Scaling up the GATK RNA-seq Variant Calling Pipeline with Apache Spark

More Info
expand_more

Abstract

Next-generation sequencing (NGS) technology has dramatically increased the availability of RNA-seq data. Though primarily used for novel gene identification, expression quantification, and splice analysis, RNA-seq is also a cheap and efficient alternative for variant calling to genome sequencing data. RNA sequencing costs less than genome sequencing. Plus, the variants discovered from RNA-seq data are expressed, which is a desired feature for researchers who want to study the relation between genotype and phenotype. What’s more, variants called in RNA-seq data can be used to validate the discoveries from whole-genome sequencing (WGS) or wholeexome sequencing (WES). The GATK team has adapted the Best Practices pipeline to be able to process RNA-seq data from raw FASTQ reads to variants. However, some components of the pipeline are not optimized to process large datasets efficiently.
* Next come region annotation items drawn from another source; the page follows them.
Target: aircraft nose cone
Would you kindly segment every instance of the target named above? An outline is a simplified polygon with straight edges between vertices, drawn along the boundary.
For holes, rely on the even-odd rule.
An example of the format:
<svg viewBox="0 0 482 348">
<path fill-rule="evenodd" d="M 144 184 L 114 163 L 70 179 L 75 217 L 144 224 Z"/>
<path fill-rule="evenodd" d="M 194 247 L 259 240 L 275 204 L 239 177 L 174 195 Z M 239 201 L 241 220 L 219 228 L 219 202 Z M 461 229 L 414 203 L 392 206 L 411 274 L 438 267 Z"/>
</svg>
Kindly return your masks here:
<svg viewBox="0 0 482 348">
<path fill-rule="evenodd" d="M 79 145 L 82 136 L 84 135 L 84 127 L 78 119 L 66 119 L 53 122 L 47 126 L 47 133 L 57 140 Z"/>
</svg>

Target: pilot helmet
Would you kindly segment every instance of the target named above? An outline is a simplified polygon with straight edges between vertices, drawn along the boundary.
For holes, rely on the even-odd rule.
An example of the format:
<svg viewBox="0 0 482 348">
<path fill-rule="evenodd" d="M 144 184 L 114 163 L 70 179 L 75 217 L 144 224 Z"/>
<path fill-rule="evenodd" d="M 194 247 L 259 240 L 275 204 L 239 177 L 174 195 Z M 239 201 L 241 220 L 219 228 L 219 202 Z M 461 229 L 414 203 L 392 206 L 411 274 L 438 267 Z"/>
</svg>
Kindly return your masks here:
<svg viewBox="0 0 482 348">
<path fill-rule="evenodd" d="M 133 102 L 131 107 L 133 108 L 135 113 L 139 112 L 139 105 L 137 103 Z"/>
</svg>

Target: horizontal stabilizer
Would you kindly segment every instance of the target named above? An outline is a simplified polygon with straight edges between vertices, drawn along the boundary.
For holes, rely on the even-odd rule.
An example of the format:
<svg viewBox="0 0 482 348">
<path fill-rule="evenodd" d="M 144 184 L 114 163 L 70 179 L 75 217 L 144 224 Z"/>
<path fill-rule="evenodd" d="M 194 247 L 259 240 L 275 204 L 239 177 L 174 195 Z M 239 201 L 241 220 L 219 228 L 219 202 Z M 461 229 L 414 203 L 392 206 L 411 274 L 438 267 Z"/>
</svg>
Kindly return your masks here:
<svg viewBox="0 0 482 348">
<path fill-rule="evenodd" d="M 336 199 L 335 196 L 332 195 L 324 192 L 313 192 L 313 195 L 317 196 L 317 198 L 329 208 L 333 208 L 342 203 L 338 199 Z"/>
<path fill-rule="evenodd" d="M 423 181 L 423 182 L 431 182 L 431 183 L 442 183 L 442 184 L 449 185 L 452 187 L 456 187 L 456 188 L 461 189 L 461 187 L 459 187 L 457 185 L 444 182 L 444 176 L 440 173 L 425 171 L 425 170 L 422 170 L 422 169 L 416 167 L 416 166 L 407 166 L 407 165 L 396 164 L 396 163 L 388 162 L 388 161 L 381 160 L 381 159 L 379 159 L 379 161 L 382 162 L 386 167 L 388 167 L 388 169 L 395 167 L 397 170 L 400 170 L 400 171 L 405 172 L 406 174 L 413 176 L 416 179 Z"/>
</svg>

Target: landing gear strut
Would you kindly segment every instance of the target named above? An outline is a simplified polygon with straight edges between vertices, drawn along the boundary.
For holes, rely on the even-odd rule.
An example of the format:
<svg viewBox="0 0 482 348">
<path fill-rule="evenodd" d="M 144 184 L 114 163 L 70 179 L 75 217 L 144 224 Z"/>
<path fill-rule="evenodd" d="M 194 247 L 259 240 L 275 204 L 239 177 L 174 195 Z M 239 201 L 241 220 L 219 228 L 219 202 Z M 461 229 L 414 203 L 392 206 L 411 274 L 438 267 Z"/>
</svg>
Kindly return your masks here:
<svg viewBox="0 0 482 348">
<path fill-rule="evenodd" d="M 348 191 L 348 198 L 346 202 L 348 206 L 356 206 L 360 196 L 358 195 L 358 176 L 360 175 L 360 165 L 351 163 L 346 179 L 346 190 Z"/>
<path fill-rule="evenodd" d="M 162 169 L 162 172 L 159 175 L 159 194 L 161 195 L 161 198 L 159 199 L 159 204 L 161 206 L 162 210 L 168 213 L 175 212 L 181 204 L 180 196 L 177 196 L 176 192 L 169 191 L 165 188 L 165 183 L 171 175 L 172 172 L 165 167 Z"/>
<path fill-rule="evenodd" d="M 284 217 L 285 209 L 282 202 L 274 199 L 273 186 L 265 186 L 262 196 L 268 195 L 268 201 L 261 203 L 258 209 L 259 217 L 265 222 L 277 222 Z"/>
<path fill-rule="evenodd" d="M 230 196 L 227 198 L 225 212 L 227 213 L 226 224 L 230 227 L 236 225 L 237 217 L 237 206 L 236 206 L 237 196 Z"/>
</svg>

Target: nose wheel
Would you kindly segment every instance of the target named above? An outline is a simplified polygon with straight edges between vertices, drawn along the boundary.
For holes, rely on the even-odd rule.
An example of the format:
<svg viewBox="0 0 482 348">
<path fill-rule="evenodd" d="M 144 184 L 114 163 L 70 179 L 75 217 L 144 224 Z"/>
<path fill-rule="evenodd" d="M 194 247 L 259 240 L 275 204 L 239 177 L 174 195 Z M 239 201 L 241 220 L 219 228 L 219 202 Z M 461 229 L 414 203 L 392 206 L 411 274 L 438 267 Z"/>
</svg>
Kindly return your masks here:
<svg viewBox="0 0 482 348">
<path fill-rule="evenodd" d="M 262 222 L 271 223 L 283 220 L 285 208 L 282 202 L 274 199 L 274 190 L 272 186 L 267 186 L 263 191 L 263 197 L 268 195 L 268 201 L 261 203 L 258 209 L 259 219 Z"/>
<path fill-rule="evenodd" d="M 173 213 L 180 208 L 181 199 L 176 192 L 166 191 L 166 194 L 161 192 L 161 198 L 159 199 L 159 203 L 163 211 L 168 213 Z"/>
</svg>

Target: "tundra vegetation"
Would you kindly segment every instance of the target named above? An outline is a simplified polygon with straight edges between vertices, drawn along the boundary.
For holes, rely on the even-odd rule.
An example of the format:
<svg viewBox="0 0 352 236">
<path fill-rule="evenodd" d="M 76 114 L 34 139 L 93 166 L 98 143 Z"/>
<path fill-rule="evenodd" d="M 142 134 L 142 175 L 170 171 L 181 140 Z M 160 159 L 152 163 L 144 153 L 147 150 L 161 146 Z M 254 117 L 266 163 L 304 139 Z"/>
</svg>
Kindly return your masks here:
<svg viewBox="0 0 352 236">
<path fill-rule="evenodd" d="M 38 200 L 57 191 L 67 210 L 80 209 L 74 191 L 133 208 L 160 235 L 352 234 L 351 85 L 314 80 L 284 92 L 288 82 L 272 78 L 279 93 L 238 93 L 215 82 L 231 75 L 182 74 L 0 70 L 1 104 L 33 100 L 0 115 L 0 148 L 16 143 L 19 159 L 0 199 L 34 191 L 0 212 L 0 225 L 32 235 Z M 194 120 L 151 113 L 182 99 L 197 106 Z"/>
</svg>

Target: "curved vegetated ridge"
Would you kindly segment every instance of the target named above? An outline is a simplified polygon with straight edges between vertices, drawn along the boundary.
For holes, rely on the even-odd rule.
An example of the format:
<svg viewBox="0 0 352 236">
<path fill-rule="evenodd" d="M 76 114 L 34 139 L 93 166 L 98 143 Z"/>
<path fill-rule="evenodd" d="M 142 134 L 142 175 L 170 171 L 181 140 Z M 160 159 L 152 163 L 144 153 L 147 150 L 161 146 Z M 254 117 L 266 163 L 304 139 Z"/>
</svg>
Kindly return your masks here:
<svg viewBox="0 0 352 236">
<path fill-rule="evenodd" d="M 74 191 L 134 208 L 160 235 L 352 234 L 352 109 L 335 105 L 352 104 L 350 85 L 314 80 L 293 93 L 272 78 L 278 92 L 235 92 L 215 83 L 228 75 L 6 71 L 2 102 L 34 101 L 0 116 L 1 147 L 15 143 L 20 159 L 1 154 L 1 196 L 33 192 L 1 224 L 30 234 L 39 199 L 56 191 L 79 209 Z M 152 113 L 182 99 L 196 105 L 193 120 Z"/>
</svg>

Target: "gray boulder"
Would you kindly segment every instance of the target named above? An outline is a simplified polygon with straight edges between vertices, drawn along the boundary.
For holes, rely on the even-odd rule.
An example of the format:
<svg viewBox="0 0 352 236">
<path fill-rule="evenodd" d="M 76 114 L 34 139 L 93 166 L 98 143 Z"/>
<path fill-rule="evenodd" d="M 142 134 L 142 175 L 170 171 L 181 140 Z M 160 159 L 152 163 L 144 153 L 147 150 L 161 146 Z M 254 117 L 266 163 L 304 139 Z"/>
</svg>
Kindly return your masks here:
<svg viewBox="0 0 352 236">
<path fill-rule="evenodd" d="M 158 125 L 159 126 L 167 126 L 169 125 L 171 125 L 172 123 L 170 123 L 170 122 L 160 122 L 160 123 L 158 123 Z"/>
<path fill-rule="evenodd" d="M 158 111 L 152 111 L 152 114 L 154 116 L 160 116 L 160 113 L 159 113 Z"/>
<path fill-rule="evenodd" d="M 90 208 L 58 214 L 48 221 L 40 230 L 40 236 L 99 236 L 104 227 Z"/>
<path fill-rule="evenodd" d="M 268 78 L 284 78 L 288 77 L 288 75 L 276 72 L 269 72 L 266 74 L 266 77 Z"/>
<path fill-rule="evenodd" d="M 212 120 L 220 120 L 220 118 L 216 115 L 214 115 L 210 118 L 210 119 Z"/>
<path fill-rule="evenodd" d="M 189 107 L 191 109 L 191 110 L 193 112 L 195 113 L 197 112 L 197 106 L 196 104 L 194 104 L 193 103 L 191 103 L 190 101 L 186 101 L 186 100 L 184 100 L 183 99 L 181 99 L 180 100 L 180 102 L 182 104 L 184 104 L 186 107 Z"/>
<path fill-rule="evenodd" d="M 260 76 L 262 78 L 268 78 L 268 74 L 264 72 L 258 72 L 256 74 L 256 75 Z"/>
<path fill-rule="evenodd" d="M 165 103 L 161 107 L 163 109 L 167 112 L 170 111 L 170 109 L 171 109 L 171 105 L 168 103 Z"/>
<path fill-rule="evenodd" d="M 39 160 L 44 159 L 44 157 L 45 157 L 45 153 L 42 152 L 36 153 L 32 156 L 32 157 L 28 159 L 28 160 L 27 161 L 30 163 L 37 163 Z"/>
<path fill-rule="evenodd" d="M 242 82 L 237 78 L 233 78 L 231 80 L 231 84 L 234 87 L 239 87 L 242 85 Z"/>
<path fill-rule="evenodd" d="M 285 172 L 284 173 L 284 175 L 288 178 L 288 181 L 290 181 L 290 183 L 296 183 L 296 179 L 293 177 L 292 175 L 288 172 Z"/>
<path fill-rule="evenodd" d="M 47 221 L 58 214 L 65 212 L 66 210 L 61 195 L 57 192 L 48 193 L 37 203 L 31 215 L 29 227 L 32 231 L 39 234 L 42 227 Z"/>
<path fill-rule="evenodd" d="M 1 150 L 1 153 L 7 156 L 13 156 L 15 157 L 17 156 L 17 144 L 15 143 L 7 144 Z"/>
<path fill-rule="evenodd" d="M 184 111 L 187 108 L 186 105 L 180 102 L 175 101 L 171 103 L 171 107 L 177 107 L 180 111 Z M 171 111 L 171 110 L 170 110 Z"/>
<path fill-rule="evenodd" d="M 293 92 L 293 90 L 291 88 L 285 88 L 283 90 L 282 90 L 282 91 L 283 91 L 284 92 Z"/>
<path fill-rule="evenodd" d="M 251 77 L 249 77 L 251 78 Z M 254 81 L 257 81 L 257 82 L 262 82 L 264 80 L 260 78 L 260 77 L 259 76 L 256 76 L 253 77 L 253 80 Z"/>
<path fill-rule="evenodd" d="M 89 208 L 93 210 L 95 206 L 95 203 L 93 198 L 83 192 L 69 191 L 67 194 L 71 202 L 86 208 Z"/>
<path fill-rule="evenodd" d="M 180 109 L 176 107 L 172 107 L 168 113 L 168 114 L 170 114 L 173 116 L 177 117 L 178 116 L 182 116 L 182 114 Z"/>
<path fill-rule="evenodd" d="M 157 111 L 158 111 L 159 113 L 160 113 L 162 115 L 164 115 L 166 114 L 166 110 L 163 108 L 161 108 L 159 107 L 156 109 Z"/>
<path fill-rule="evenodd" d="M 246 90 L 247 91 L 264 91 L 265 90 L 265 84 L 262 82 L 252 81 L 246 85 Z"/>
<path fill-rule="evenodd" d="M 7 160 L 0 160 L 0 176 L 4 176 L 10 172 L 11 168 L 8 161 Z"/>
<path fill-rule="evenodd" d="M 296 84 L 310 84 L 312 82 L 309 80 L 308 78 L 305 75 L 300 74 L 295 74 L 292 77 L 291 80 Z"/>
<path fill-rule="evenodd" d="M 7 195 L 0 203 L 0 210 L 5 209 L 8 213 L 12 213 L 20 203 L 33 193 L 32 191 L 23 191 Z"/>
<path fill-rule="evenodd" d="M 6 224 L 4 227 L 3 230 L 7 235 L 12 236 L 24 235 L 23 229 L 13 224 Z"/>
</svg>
We have studied several scalable solutions that scale up the DNA-seq Best Practices pipeline in hopes of applying the most efficient framework among them to scaling up the RNA-seq pipeline. We select Spark and implement a parallel RNA-seq variant calling pipeline based on the GATK Best Practices recommendations. Whereas the original sequential pipeline takes ~29 hours to process a dataset of 50 GB with one thread, and ~16 hours with 40 threads on a node with 20 Hyper-Threading cores, our implementation takes only ~2 hours with 16 nodes, each of which has 8 CPU cores without Hyper-Threading. Our implementation is also 24.77% faster than the alternative solution while keeping equally accurate results.